In re Howard

Decision Date06 July 2009
Docket NumberNo. 08-5799.,08-5799.
Citation570 F.3d 752
PartiesIn re Scott HOWARD, Petitioner. Hilda S. Solis, Secretary, United States Department of Labor, Respondent.
CourtU.S. Court of Appeals — Sixth Circuit

ARGUED: Stephen A. Sanders, Appalachian Citizens Law Center, Whitesburg, Kentucky, for Petitioner. Edward Waldman, United States Department of Labor, Washington, D.C., for Respondent. ON BRIEF: Stephen A. Sanders, Appalachian Citizens Law Center, Whitesburg, Kentucky, Nathan J. Fetty, Appalachian Center for the Economy and the Environment, Buckhannon, West Virginia, for Petitioner. Edward Waldman, United States Department of Labor, Washington, D.C., for Respondent. Thomas C. Means, Daniel W. Wolff, Crowell & Moring LLP, Washington, D.C., for Amicus Curiae.

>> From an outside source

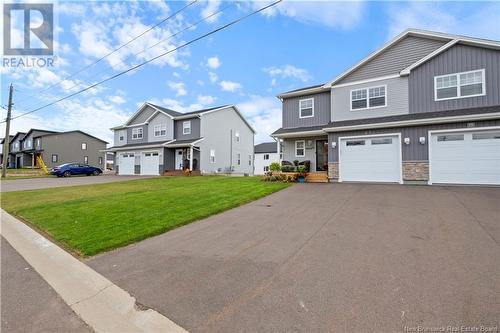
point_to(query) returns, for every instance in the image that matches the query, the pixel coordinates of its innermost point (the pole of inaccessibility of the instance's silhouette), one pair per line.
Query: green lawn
(95, 218)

Before: GUY, ROGERS, and GRIFFIN, Circuit Judges.

OPINION

ROGERS, Circuit Judge.

Petitioner Scott Howard, a miner, seeks a writ of mandamus from this court directing the Secretary of Labor to promulgate lower limits for the amount of dust and silica in the air in mines. The Federal Mine Safety and Health Act of 1977 authorizes the Secretary to promulgate mandatory air quality standards for U.S. mines. The Secretary has not promulgated new standards for dust and silica since 1980. Howard argues that the present standards are too high and that the Secretary has, therefore, violated her duty under the Mine Act to promulgate "improved" standards to protect the health of miners. Because Howard must first exhaust his administrative remedies as required by the Mine Act, however, his petition must be dismissed.

I.

Howard works as a coal miner in Eastern Kentucky, and has done so since 1979. Howard developed black lung disease, which can be caused by the inhalation of coal mine dust and silica dust. Black lung is a generic term, used to describe a group of lung diseases including pneumoconiosis, silicosis, anthracosis, and progressive massive fibrosis.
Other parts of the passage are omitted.